Specific details on test material used for the study:

Batch no. Zd 429-10A III

Method

Metabolic activation:

with and without

Metabolic activation system:

Rat liver microsomes and co-factors

Test concentrations with justification for top dose:

5, 10, 50, 100, 500 ,1000 and 5000 µg/0.1 ml

Vehicle / solvent:

Twice distilled water

Details on test system and experimental conditions:

METHOD OF APPLICATION: Minimum agar, plus salts and glucose.

The plates were incubated for about 48 hours at 37°C in darkness.

Evaluation criteria:

When the colonies had been counted, the arithmetic mean was calculated. The test substance is generally considered to be non-mutagenic if the colony count in relation to the negative control is not doubled at any concentration.

Results and discussion

Any other information on results incl. tables

Material	Concentration of testing sample (µg / plate)	Presence of S9 Mix	Back Mutation                 Number of colunies/plate (mean)
			Base Conversion Type			Frame Shift Type
			TA100	TS1535	WP2UBrA	TA98	TA1537	TA1538
Vehicle Control		-	91	15	20	19	15	14
TK12271	5	-	87	18	20	28	14	18
	10	-	89	20	26	29	14	14
	50	-	95	23	15	27	9	12
	100	-	100	15	19	25	14	20
	500	-	86	15	21	20	13	14
	1000	-	83	15	20	25	15	14
	5000	-	88	15	19	25	12	14
Vehicle Control		+	78	11	16	46	8	33
TK12271	5	+	71	12	24	44	7	30
	10	+	76	10	21	42	5	29
	50	+	83	12	13	44	5	27
	100	+	78	12	17	46	12	26
	500	+	81	15	18	51	6	30
	1000	+	81	12	13	44	6	28
	5000	+	69	7	19	45	9	30

Applicant's summary and conclusion

Conclusions:

In the experiments performed without and with microsomal activation, comparison of the number of histidine- or tryptophan-prototrophic mutants in the controls and after treatment with TK 12271 revealed no marked differences.

Executive summary:

TK 12271 was tested for mutagenic effects on histidine-auxotrophic strains of Salmonella typhimirium and on a tryptophan-auxotrophic strain of E. coli. The investigations were performed with the following concentrations of the trial substance without and with microsomal activation: 5, 10, 50, 100, 500, 1000 and 5000 µg/0.1 ml.
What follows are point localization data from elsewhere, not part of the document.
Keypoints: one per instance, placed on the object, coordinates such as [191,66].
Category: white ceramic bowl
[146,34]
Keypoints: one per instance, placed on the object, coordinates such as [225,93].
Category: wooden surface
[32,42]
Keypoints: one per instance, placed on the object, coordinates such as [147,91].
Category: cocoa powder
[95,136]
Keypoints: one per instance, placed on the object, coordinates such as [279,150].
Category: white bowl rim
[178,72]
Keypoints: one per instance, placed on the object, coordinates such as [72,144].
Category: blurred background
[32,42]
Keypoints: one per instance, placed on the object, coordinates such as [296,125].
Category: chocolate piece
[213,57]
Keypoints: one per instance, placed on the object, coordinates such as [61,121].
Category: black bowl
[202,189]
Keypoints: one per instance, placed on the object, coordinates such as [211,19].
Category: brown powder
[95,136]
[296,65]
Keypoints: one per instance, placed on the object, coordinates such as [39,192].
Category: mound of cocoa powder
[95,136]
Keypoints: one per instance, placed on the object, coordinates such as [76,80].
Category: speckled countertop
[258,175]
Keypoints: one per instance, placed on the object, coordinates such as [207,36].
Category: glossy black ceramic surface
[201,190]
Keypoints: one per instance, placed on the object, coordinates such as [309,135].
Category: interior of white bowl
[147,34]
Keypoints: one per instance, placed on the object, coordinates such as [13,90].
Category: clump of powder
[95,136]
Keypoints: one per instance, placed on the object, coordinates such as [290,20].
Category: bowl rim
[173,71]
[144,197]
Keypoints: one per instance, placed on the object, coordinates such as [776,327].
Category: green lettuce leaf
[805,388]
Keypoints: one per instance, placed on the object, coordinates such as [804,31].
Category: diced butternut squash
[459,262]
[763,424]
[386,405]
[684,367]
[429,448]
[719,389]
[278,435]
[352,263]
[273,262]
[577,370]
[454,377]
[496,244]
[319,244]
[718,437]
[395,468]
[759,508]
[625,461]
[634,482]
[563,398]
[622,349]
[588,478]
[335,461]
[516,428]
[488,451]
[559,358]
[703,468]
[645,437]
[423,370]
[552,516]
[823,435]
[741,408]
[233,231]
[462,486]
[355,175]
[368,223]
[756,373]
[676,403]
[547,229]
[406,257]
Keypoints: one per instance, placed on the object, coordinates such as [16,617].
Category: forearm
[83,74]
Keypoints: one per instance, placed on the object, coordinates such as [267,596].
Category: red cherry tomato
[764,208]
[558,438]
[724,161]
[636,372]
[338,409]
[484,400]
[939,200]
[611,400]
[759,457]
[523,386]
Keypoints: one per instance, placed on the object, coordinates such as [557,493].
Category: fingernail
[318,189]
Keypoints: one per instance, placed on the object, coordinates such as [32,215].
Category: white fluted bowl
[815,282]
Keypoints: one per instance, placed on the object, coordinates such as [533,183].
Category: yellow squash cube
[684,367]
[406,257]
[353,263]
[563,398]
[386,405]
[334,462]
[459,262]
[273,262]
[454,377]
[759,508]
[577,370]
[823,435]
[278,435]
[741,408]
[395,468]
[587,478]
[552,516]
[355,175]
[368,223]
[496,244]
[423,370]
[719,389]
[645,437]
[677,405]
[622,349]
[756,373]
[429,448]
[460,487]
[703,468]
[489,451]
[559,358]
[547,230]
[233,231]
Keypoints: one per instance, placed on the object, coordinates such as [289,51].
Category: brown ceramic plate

These tests permit the detection of point mutations in bacteria induced by chemical substances. Any mutagenic effects of the substances are demonstrable on comparison of the number of bacteria in the treated and control cultures that have undergone back- mutation to histidine- or tryptophan- prototrophism. To ensure that mutagenic effects of metabolites of the test substance formed in mammals would also be detected, experiments were performed in which the cultures were additionally treated with an activation mixture (rat liver microsomes and co-factors).

In the experiments performed without and with microsomal activation, comparison of the number of back-mutant colonies in the controls and the cultures treated with the various concentrations of TK 12271 revealed no marked deviations.

No evidence of the induction of point mutations by TK 12271 or by the metabolites of the substance formed as a result of microsomal activation was detectable in the strains ofS. typhimuriumandE. coliused in these experiments.